Zdjecia były robione w sztucznym oświetleniu i kolejny raz przekonuję się, że ładniejsze wyszłyby kalkulatorem niż moim starym aparatem. ;p
Włosy po koczku są niesamowicie wygładzone i zdyscyplinowane. Nawet łudzę się, że dzięki systematycznemu kręceniu mój naturalny skręt ulegnie zmianie. Zobaczymy jak to wyjdzie w praktyce i na ile starczy mi zapału ;d
Pielęgnacja była bardziej rozbudowana niż zwykle. Na noc naolejowałam włosy olejem z orzeszków ziemnych, a rano dołożyłam mieszankę Kallosa Algae, łyżeczki miodu, kilku kropel kwasu hialuronowego i niecałej łyżeczki oliwy z oliwek.
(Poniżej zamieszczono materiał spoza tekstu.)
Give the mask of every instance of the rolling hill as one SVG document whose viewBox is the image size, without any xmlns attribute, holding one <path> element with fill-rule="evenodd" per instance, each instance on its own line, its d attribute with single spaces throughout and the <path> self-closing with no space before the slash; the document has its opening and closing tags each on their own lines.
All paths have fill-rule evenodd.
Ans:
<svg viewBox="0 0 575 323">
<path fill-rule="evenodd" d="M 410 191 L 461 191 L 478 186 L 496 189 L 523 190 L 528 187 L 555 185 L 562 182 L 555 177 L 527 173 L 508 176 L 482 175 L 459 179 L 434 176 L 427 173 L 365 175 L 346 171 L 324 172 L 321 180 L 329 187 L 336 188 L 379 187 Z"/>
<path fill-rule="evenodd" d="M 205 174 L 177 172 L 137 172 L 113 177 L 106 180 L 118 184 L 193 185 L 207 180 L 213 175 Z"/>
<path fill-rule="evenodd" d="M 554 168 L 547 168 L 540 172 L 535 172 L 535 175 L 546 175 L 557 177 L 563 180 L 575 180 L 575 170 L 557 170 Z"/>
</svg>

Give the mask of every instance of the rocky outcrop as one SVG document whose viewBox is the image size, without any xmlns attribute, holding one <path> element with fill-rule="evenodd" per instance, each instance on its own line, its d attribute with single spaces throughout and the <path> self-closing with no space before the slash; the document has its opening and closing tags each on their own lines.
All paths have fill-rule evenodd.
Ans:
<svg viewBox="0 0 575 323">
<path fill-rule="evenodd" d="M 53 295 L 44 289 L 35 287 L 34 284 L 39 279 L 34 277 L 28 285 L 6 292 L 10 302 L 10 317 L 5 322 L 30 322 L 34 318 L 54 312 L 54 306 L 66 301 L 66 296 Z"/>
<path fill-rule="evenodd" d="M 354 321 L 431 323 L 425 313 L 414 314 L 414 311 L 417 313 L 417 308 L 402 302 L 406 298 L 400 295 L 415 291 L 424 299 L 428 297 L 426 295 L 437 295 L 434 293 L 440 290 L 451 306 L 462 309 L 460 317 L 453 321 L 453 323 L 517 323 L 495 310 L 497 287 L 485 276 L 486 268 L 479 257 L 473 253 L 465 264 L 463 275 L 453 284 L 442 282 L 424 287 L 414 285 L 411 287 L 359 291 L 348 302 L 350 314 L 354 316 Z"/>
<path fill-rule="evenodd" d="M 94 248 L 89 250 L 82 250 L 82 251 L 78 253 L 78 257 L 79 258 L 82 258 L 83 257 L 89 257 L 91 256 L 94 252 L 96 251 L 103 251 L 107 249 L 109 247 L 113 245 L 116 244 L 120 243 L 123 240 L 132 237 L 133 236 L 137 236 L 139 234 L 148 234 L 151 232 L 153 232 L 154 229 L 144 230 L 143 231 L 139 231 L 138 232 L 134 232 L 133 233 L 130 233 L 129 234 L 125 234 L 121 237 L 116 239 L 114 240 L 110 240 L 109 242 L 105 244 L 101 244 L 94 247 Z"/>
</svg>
Moje włosy uwielbiają tę kombinację, mimo iż samego algowego Kallosa nie darzą wielką sympatią :p Następnie w skórę głowy wtarłam olej kokosowy + olej rycynowy, w proporcji 1:1. Pochodziłam tak około 2 godzin i zmyłam szamponem Syoss Volume, który najlepiej radzi sobie u mnie ze zmyciem oleju ze skalpu już za pierwszym razem. Gdyby nie keratyna w składzie zapewne używałabym go do codziennego mycia. Niestety, po kilkukrotnym użyciu pod rząd moje włosy zaczynają się buntować i puszyć.
Z Natury przytargałam litr maski Kallos Blueberry, która już śniła mi się po nocach, więc jak tylko dowiedziałam się, że można ją tam dostać, przymknęłam oczy na zakupowego bana ;p Kallos miał już swój debiut solo i spisał się całkiem całkiem, więc tym razem postanowiłam podkręcić go skrobią ziemniaczaną i kilkoma kroplami oleju z pestek winogron. Włosy po takiej mieszance były jeszcze bardziej gładkie i nawilżone.
Maskę trzymałam tylko kilka minut, spłukałam chłodną wodą, włosy zawinęłam na chwilę w ręcznik i pozostawiłam do naturalnego wyschnięcia, jedynie zabezpieczając końcówki serum silikonowym. Gdy były suche w jakiś 90% zawinęłam je na czubku głowy w koczka.